My parents always bought books. Both of them loved to read and I'd read their books when they were done. When I was done we'd give them to our neighbor, who would also give us any books he had finished. Sharing books was neighborly; friendly; decent. It was just being a good person. I've never lost that feeling.

I do recognize that electronic copying means books can multiply and be shared among a lot more people, but that's true of libraries as well.

As a moderately honest person I do think we should pay for what we get. If we don't, in the long run we won't have as much available to us. That's a real thing and an important thing. And the fact that the publishers are so dishonest so often: V.C. Andrews has written far more books since her death than before, as has Robert Ludlum. Either this is God giving special access to publishers or they're putting one over on us. And look at James Patterson, who has a stable of writers writing James Patterson books.

I used to pay 10 cents for nearly all my paperbacks in 1955 at the drugstore book rack. These were all brand new books; things like Perry Mason, Frank Yerby, John Steinbeck, etc. The inflation calculator says that 10 cents in 1955 should be 96 cents in today's money. Will someone point out the 96 cent paperback stand to me, please? I can't seem to find it. 

That's not to say publishers are crooks. They're not! They're hardcore businessmen doing what I'd probably do if I was a hardcore businessman. Actually my brother is one, although he's retired now. He always insists that if you don't say untrue words you haven't told a lie even if your words are carefully constructed to make someone believe something that isn't true.

I invented a situation years ago and we've been arguing about it ever since: a used car salesman gets in an old clunker that he knows is on it's last legs but it actually looks pretty good. He calls his grandmother and asks her to come drive it to the grocery store, which she does. Later, when selling the car to a young couple he tells them the car was driven by a nice old lady to the grocery store and that convinces them it must have been well treated and they buy it.

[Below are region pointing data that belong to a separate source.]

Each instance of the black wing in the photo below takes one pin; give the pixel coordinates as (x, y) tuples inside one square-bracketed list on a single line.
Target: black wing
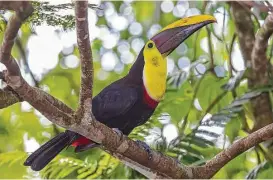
[(113, 102)]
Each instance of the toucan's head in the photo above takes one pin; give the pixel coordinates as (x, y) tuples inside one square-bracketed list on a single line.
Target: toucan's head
[(170, 37)]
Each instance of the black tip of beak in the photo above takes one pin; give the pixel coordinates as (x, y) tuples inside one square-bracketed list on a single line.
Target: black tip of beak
[(169, 39)]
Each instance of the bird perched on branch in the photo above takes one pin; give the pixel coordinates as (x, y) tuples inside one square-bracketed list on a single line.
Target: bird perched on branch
[(130, 101)]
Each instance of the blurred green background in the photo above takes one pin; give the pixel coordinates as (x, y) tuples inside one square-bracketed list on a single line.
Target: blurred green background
[(193, 122)]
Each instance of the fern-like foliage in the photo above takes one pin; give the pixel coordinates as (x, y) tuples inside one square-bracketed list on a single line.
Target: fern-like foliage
[(189, 146), (70, 167), (44, 12), (262, 170)]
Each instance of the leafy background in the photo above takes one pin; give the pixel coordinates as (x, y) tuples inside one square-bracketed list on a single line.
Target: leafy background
[(205, 108)]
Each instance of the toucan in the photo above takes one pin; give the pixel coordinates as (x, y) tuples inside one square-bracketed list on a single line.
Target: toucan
[(130, 101)]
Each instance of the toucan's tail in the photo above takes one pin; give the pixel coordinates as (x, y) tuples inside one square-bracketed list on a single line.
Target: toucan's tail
[(41, 157)]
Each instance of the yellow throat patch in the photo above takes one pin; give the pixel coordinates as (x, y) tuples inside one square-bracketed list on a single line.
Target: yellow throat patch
[(154, 71)]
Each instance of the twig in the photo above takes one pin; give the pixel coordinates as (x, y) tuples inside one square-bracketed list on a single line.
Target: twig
[(231, 67), (242, 145), (210, 49)]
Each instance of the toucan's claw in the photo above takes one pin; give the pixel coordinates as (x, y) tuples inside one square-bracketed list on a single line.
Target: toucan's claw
[(120, 134), (146, 148)]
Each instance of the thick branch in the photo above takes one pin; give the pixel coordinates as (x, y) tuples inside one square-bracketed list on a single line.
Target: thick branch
[(256, 63), (259, 75), (81, 11)]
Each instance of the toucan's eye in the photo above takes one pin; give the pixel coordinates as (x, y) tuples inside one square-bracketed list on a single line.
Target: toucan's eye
[(150, 45)]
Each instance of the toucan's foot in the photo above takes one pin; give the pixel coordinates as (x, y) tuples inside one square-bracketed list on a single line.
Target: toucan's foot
[(146, 148), (81, 148), (118, 132), (176, 160)]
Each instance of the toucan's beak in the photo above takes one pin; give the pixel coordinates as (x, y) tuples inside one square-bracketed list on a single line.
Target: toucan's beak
[(174, 34)]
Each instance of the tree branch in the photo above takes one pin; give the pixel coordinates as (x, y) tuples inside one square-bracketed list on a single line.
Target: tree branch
[(259, 75), (245, 31), (81, 11), (242, 145)]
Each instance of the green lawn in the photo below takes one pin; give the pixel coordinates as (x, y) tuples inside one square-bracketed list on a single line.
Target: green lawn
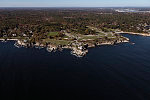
[(52, 34), (57, 42)]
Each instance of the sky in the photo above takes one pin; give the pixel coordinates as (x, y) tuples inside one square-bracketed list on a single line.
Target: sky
[(74, 3)]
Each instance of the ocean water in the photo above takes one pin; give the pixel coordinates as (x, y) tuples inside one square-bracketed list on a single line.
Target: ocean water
[(120, 72)]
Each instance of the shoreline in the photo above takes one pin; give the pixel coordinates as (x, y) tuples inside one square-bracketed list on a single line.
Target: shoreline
[(132, 33), (78, 51)]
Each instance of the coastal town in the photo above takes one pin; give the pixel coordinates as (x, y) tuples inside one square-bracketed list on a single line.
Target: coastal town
[(53, 30)]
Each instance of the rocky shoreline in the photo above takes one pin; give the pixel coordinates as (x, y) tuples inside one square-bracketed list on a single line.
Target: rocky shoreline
[(76, 49), (132, 33)]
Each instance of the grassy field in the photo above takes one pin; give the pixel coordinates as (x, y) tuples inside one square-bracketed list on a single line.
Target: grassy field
[(57, 42), (52, 34)]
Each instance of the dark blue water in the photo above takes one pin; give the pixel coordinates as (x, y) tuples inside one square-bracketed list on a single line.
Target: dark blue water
[(120, 72)]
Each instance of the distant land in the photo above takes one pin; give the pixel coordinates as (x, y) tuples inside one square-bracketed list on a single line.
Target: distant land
[(75, 28)]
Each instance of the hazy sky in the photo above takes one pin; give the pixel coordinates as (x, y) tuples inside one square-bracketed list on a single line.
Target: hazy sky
[(73, 3)]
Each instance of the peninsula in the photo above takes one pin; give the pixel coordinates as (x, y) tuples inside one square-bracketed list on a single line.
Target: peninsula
[(70, 28)]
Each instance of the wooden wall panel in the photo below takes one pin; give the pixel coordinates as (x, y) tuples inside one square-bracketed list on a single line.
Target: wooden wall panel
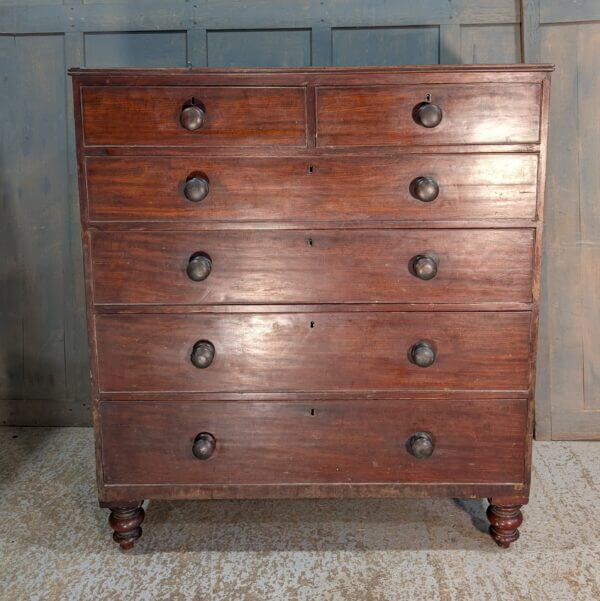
[(386, 46), (136, 49), (34, 239), (43, 361), (568, 390), (487, 44), (259, 48)]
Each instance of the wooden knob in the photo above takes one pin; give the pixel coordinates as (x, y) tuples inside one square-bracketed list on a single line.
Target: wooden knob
[(421, 445), (199, 267), (196, 188), (428, 114), (203, 354), (424, 188), (422, 353), (424, 266), (204, 445), (192, 117)]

I insist that the salesman lied and cheated his customer. My brother can't see that he's done anything wrong. I think publishers lie and cheat their customers but I'm sure that like my brother, they don't do anything they think is wrong. Our morality adjusts to fit our circumstances.

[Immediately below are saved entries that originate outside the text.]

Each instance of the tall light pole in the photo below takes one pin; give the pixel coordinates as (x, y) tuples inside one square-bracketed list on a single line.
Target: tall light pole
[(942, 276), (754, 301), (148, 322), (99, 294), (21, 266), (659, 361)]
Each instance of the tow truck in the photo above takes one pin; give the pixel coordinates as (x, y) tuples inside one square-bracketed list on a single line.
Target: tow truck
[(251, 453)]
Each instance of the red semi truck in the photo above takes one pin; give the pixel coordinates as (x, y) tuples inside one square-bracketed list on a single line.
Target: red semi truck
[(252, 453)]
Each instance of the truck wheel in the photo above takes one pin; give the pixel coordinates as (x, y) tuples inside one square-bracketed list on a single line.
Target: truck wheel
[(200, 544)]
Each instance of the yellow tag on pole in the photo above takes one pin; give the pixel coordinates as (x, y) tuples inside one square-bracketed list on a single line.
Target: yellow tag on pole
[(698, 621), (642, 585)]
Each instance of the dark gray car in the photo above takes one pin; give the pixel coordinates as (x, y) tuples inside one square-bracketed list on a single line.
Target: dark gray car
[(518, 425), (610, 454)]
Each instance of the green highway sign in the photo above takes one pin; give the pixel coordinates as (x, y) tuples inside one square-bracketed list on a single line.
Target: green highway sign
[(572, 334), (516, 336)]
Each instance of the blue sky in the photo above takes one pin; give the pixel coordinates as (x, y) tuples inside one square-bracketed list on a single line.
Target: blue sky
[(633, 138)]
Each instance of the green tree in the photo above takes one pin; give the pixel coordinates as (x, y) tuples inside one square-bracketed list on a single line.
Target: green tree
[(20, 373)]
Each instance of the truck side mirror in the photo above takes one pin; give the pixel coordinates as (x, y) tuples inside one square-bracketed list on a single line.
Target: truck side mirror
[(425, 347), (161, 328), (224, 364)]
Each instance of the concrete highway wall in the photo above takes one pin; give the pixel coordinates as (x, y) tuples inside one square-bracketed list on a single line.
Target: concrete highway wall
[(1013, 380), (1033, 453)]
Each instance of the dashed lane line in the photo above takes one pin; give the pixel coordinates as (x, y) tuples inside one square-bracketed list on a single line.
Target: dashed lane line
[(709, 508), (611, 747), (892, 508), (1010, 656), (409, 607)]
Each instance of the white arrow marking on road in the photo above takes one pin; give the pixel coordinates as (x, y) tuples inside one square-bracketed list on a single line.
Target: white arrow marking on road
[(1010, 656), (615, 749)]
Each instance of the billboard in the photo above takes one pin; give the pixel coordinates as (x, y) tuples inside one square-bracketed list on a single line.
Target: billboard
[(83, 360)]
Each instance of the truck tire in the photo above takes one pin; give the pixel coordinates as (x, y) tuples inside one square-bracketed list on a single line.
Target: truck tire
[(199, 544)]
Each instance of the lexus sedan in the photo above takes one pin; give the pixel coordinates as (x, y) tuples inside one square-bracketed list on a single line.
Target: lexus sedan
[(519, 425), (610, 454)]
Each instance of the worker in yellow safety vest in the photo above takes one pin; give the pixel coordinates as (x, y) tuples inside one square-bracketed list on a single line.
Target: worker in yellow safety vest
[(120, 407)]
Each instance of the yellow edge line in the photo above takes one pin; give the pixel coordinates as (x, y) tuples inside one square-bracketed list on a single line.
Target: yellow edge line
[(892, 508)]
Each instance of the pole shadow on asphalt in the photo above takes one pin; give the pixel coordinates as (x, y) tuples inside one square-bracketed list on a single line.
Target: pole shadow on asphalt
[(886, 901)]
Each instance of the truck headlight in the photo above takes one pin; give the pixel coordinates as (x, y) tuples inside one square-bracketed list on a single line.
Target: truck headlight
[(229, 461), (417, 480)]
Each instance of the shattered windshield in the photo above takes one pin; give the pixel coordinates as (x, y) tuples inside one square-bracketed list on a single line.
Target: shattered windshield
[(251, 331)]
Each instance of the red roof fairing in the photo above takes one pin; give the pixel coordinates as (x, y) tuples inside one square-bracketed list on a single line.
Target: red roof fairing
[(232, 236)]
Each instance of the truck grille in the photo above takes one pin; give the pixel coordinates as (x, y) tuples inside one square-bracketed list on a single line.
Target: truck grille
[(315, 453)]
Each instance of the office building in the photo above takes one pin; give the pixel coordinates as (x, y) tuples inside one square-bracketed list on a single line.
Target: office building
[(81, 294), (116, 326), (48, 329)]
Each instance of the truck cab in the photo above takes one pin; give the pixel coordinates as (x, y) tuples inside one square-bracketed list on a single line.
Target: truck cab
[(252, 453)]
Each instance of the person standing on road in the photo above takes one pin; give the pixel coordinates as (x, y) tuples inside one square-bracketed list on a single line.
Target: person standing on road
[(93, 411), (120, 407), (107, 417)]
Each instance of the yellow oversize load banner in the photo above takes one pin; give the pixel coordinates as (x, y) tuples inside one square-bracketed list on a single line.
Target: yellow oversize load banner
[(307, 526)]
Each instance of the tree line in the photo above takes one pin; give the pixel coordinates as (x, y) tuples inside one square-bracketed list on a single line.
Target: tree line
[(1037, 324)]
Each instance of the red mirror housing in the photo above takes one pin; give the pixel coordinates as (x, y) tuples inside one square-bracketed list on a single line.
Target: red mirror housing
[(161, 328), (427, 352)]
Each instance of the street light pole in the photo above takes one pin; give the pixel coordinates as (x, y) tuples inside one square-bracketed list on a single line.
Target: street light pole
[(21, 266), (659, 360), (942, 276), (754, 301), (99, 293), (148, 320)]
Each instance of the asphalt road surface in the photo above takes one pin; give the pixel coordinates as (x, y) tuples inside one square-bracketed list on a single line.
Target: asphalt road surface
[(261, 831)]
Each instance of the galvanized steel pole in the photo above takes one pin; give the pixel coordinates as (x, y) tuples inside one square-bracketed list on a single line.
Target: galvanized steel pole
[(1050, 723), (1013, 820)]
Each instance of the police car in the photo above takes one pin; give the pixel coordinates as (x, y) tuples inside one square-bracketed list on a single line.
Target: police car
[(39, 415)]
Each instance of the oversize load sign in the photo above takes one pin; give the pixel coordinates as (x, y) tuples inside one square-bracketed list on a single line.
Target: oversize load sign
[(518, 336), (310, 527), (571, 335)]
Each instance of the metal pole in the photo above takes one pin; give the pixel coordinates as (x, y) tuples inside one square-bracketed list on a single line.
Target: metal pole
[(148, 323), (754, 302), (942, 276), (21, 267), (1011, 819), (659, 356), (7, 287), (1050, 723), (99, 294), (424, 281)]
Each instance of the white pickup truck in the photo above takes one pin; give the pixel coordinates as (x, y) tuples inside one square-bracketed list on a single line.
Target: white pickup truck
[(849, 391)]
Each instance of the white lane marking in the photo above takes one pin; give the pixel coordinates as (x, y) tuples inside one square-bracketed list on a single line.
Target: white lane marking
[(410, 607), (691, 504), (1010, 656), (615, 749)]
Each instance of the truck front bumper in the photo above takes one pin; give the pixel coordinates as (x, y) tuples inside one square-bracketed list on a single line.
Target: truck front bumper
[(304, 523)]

I do think most pirates are as honest as most publishers. I also think the availability of legal books does keep down piracy although the publishers will never admit it. And I think if the publishers were more honest they'd have even less piracy.

Barry


----------



## Elk (Oct 4, 2010)

barryem said:


> People should pay for their entertainment if they can pay for it. If they can't they still want to be entertained and they need it.


Wanting to be entertained does not justify theft.



> Both of them loved to read and I'd read their books when they were done. When I was done we'd give them to our neighbor, who would also give us any books he had finished. Sharing books was neighborly; friendly; decent. It was just being a good person.


I completely agree. Letting someone borrow a book is a wonderful thing. But loaning your one physical copy is completely appropriate and very different from making an illicit copy and passing the copy on.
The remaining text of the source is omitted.